Many would describe grace as God’s unmerited favor, but really that’s more akin to mercy. While favor is certainly a dimension of grace it isn’t a holistic view of grace. Grace is favor but it is a favor that EMPOWERS. It gives us ability beyond our own. It literally empowers us with God’s ability to do what we could never do on our own.
God’s grace working in us is SHEAR. RAW. POWER.
While there are numerous things twisted and wrong about the Supernatural TV series, one thing they did do was provide an excellent picture of grace. In the show, two of the main characters are angels. These angels only had supernatural power when they had their grace. When they lost their grace or if their grace was stolen they were left with mere human ability.

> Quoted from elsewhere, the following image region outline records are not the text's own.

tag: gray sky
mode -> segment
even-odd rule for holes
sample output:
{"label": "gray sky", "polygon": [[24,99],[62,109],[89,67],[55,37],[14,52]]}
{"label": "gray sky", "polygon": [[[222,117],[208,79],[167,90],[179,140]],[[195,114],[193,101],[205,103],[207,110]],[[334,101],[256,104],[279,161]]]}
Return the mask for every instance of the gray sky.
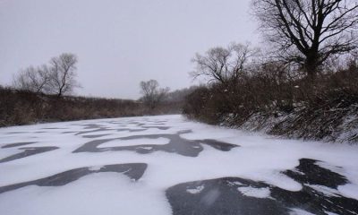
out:
{"label": "gray sky", "polygon": [[76,94],[138,99],[139,82],[193,82],[196,52],[256,44],[250,0],[0,0],[0,84],[64,52],[79,57]]}

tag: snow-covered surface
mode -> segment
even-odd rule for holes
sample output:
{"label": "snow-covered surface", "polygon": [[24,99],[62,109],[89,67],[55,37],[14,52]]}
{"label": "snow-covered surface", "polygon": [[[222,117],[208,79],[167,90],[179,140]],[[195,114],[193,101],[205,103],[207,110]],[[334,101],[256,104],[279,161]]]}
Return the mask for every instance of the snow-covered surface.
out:
{"label": "snow-covered surface", "polygon": [[[89,133],[80,133],[81,132]],[[99,134],[104,136],[96,136]],[[203,150],[197,157],[164,150],[138,153],[108,150],[73,153],[89,142],[105,139],[111,141],[98,148],[138,145],[138,148],[151,150],[153,145],[168,142],[168,139],[162,137],[121,140],[150,134],[179,134],[181,138],[192,141],[213,139],[239,147],[223,151],[201,144]],[[36,142],[4,148],[11,143],[29,142]],[[0,194],[0,214],[171,214],[165,194],[168,187],[227,176],[299,191],[303,185],[281,172],[294,169],[302,158],[320,160],[320,165],[332,167],[332,171],[339,171],[349,181],[337,190],[313,185],[315,189],[358,200],[358,147],[354,145],[277,139],[193,123],[181,116],[87,120],[0,129],[0,159],[23,151],[22,148],[44,146],[59,149],[0,163],[0,187],[84,167],[97,170],[105,165],[146,163],[148,168],[138,181],[122,173],[105,172],[90,174],[61,186],[29,185],[5,192]],[[188,192],[198,194],[203,189],[196,187]],[[268,189],[241,187],[240,192],[258,198],[269,196]],[[304,214],[300,210],[294,212]]]}

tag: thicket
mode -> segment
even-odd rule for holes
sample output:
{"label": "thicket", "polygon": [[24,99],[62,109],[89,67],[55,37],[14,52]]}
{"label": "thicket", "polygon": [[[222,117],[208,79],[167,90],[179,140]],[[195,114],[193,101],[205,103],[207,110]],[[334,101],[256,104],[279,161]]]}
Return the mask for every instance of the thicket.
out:
{"label": "thicket", "polygon": [[0,126],[41,122],[180,113],[183,101],[165,101],[155,111],[128,99],[46,95],[0,86]]}
{"label": "thicket", "polygon": [[315,80],[290,73],[266,64],[226,83],[200,86],[187,96],[183,113],[209,124],[297,138],[336,141],[350,133],[345,140],[358,142],[356,62]]}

Paul understood the power of grace better than most. Check out these verses:
“I do not frustrate the grace of God: for if righteousness come by the law, then Christ is dead in vain.” Galatians 2:21 (KJV) The word frustrate means to neutralize. If grace were defined simply as unmerited (unearned, undeserved) favor rather than a favor that bestowed power on us and in us it wouldn’t be something we could just neutralize. We can neutralize grace or keep grace from working in us by operating in our own ability versus God’s ability. When we operate in our own strength Christ becomes of no effect to us and we fall from grace (Gal. 5:4). Falling from grace doesn’t mean losing our salvation experience. It means leaving that realm of God’s ability and choosing instead to operate through our strength.

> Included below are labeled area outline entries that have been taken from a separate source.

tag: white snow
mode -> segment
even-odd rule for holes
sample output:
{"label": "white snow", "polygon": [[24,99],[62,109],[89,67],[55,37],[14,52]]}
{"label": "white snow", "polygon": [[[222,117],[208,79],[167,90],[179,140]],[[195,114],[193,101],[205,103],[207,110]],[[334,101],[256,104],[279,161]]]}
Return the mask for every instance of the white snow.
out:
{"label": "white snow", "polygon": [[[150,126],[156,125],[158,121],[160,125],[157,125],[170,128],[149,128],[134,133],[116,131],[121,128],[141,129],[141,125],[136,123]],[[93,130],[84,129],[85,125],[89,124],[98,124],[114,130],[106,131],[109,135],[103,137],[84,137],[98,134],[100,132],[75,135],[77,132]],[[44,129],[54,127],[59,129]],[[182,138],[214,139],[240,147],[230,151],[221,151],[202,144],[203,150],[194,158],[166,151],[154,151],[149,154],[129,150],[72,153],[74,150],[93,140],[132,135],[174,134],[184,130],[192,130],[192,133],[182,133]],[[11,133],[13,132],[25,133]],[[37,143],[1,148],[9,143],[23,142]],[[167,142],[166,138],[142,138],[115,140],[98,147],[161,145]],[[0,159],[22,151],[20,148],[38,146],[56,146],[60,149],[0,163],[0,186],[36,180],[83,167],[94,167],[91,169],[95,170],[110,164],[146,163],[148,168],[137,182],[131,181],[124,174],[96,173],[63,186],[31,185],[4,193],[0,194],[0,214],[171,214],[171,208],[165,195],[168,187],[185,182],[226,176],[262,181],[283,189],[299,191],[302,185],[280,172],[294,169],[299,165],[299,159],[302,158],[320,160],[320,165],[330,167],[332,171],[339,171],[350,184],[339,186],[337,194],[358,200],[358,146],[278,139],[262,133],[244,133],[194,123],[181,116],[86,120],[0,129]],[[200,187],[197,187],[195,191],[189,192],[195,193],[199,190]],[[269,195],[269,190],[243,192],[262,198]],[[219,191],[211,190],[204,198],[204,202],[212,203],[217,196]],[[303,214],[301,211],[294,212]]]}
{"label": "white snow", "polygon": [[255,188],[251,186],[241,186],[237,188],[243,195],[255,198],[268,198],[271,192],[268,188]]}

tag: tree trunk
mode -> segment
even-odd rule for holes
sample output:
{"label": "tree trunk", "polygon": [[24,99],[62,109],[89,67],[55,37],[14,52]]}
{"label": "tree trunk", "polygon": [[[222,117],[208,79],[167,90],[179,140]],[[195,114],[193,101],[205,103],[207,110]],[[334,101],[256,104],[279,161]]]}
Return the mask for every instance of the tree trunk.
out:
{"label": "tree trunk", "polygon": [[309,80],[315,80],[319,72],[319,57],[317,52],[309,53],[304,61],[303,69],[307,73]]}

You can see why grace is so vital to living a successful Christian life. Paul knew that aside from grace he was left to his own weakness. But with grace, even his weakness was strong! Paul described his thorn in the flesh as a “messenger of Satan” buffeting him (2 Cor. 12:5). Because a thorn referred to people in the Old Testament (Joshua 23:13) we see that Paul was referring to the crowds of haters that were constantly trying to cancel him (the original cancel culture) so they could persecute him. God responded to Paul’s plea for the thorns to be removed by saying, “My grace is sufficient for you, for my power is made perfect in weakness.” 2 Cor. 12:9. This was not God saying He would put Paul on life-support with a steady drip of grace. This wasn’t God saying, “Paul, I’ve given you unmerited favor. That should be enough for you. Get over yourself.” This was God saying He would empower Paul to triumph! God couldn’t change the free will of the haters but He did give Paul His own grace or ability to be strong in any situation.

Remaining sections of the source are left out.